‘Opaquing’ democracy

In 1947, Winston Churchill quoted an unknown predecessor and referred to democracy as being “the worst form of government, except for all the others”.

Democracy is very fragile, however, and is not limited to the occasional election. Its survival depends on much more than just the direct expression of citizens’ will through the ballot.

The balance between the various institutions that constitute the mechanism for exercising democracy and the goodwill of the democratically elected government is key.  A democratically elected government is not necessarily a democratic one, as its actions might fly in the face of all that democracy stands for, such as is the case with this Labour government.

A key pillar of the democratic balance in a country is its judiciary. The checks and balances of the democratic mix of institutions should prevent an elected government from turning a democracy into an autocracy.

We are therefore justifiably concerned at the steady undermining that our institutions are facing. Certain appointments to the judiciary in these four years of Labour government have been fraught with controversy and served to erode public trust in the administration of justice.

To add insult to injury, a government minister is using the judicial system to attack another pillar of democracy, namely the press.

Libel proceedings are there to provide the delicate balance between the right to free speech and the right to protect oneself against slander. The garnishee, or as it is better known in Maltese sekwestru, obliges a defendant in a civil case where ownership of a certain value is being contested to place that same amount in  a position where its allocation to the winner of the dispute is guaranteed after the judgment.

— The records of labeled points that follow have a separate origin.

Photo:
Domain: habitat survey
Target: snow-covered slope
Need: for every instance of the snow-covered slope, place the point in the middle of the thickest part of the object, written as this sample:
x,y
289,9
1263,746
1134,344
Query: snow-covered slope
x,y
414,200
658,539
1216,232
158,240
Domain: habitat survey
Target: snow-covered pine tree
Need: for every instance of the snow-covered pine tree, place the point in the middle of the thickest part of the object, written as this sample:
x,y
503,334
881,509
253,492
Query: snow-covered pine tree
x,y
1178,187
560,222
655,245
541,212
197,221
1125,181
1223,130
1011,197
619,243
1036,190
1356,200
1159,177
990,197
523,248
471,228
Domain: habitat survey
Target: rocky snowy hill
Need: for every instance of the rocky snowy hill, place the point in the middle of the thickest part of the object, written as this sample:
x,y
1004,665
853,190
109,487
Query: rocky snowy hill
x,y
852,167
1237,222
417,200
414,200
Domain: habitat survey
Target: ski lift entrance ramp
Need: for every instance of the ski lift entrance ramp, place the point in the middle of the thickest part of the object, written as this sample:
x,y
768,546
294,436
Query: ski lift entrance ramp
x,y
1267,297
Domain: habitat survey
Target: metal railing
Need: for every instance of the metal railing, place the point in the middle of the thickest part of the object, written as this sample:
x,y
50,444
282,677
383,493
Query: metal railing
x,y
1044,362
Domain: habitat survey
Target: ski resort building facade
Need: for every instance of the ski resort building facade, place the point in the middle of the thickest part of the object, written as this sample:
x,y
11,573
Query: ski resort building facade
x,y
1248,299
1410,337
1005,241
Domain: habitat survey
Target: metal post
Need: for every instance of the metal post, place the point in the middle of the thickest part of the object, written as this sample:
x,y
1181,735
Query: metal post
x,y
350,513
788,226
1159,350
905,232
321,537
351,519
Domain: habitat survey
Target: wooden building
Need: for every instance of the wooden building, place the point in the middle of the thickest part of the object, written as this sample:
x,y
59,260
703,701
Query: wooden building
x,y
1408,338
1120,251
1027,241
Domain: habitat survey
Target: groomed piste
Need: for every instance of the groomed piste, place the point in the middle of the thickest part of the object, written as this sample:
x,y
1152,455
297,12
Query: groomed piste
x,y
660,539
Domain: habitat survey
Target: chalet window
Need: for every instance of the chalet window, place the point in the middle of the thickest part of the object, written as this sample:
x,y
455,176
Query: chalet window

The garnisheeis being used to pre-judge the case prior to giving the journalist the chance to prove her case

Using this mechanism in a civil libel suit by a sitting government minister on four libel cases presented at once against one journalist, Daphne Caruana Galizia, inflicts the ‘punishment’ foreseen from the very outset of the proceedings. This technicality is being used to pre-judge the case prior to giving the journalist the chance to prove her case. This is a mind-boggling precedent and a suppression of the free voice of the press.

The case in question is a high-profile political one. The published allegations were against a prominent political figure, a government minister on official duties abroad, and there is therefore another court at play, the court of public opinion. This court has already seen the detailed allegations and third-party corroboration acquired by other journalists. 

Confronted with this, the minister has steadfastly refused to prove he was anywhere else other than, as alleged, at the brothel. He has refused to respect public opinion by not presenting the evidence he claims to have, which I hope will not just be an anonymous receipt for a beer at the bar. He has used multiple garnishee orders, which go far beyond the financial impact on the journalist in question and are meant to dissuade the free press from uncovering any more sleaze, corruption or wrongdoing.

The role of the free press in a democracy is to uncover the truth. The only guarantee of transparency and accountability for a government is a press free from the shadow of threats and other muzzling actions. The minister’s actions are the antithesis of transparency and a proactive attempt to‘opaque’ our democracy.

In an article entitled ‘How to build an autocracy’, David Frum, a senior editor at The Atlantic and former speechwriter for George W Bush, describes how he sees the United States under Trump going down the path towards illiberalism. He quotes Larry Diamond, a sociologist at Stanford, who has described the past decade as a period which has seen the number of democratic states diminishing and, within many of the remaining democracies, the quality of governance deteriorating. 

He also wrote that “the benefit of controlling a modern state is less the power to persecute the innocent, more the power to protect the guilty”.

In Malta, it seems to be both. The signs are there, and our democracy is at risk. It is up to us to stand up and make sure that we defend what we still have and regain what we have lost. Nobody else will do it for us.

Frank Psaila is a lawyer and anchors Iswed fuq l-Abjad on NET TV.